I know that I could never give them proper service here, but I had to try so that you come to know them a little better. I just hope I didn’t so them a disservice in this little write up. I just wanted you to come to know what I now know. They are two very great people and we at CrossRoads get the privilage of having them in our midst.


Village Life

Kathleen and I were really captivated by the village life, specifically that of the Nkonya people. The Nkonya people are spread out over a distance of about 10 villages (something like that). We lived with Wes and Katie in Wurapon.

The village we lived in was about 1,200 to 1,500 people. Everyone knows everyone and so when we came to visit Wes and Katie, we received a great welcome from a host of kids and adults.

We liked to go for the off walk in the village so we did that at every opportunity. Kathleen heard that there was to be no hand holding between a man and a woman if you were out in public. I ignored that one but heard about it every time I grabbed her hand. You’d think . . . !?

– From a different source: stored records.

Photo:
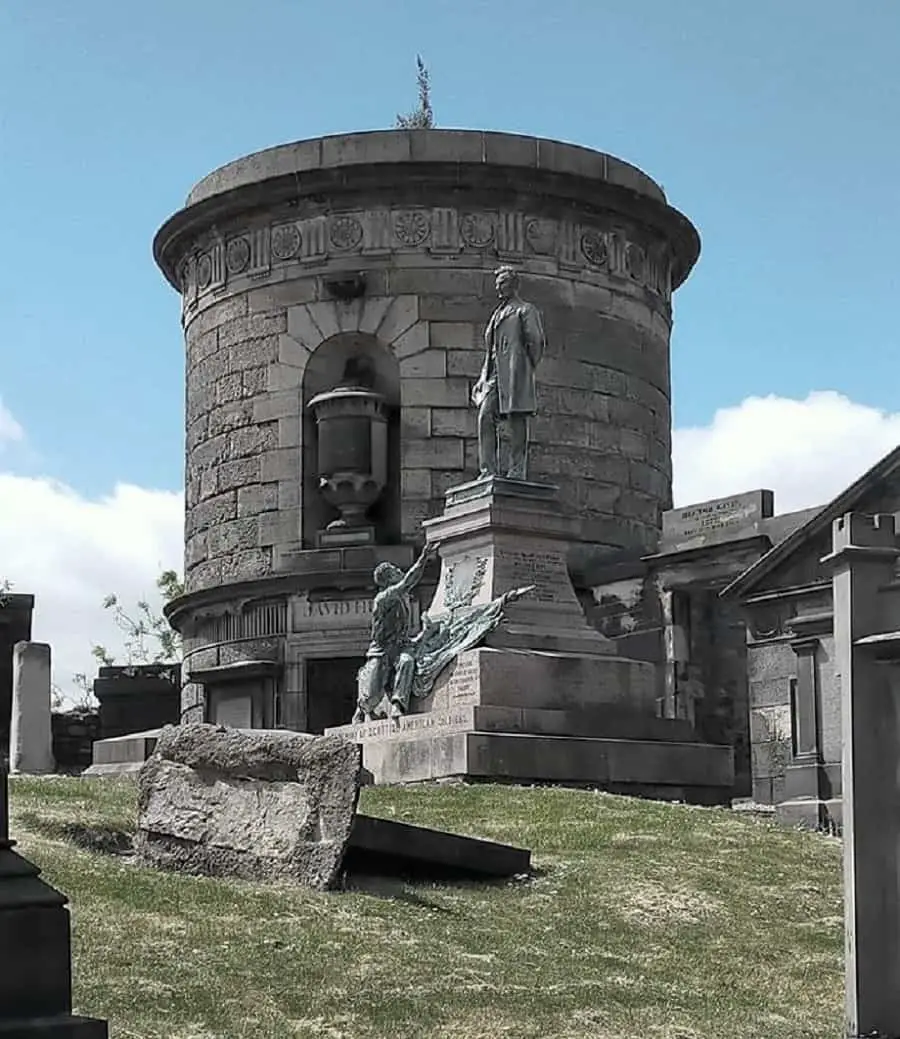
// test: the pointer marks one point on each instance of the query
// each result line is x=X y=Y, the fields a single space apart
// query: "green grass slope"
x=645 y=921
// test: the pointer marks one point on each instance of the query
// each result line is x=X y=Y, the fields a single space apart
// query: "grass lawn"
x=645 y=921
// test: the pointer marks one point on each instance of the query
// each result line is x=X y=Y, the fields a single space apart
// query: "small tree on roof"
x=423 y=116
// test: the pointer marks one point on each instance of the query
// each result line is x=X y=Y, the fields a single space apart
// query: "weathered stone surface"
x=601 y=261
x=254 y=804
x=30 y=735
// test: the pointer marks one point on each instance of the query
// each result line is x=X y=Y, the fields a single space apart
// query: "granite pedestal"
x=35 y=957
x=546 y=698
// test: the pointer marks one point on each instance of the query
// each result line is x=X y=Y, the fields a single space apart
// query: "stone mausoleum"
x=366 y=261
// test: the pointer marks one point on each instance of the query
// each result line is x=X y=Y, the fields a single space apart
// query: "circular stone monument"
x=376 y=250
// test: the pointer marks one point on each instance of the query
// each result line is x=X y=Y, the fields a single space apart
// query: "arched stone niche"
x=324 y=371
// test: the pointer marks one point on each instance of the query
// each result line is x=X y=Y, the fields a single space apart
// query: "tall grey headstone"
x=30 y=735
x=35 y=957
x=867 y=650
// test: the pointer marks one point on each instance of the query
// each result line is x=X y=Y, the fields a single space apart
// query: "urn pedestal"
x=351 y=423
x=546 y=698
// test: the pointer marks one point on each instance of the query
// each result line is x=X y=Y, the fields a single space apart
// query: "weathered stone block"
x=280 y=528
x=212 y=511
x=400 y=315
x=301 y=326
x=236 y=535
x=416 y=484
x=253 y=353
x=214 y=315
x=283 y=463
x=453 y=422
x=282 y=294
x=259 y=805
x=245 y=565
x=414 y=341
x=257 y=498
x=438 y=452
x=466 y=363
x=428 y=365
x=324 y=314
x=416 y=422
x=434 y=393
x=276 y=404
x=458 y=336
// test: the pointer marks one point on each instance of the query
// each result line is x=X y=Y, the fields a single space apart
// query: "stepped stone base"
x=55 y=1028
x=657 y=768
x=546 y=698
x=122 y=754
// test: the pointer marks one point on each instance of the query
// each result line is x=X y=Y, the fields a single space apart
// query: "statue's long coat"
x=514 y=343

There was not a lot of color in the village as far as housing was concerned. The streets, if you call them that, walkways perhaps, were dirt red, and the buildings were grey cement or red clay. The roofs had tin on them. Some of the poorer villages used grass roofs. They would have had to change them out every couple of years or so if they were using grass. All of the color was found in the people’s attire. The dresses and men’s wear were a lot of fun to see because they put a lot of effort into making sure they looked really good. The fabrics are amazing and if you wanted to look authentic, you had to wear fabric that was woven in Ghana. It’s quite something to be in the middle of where they go to great lengths to look very well in their dress, yet live in poverty. The women also have hair that is amazing and looks like they spend hours getting it to look that good.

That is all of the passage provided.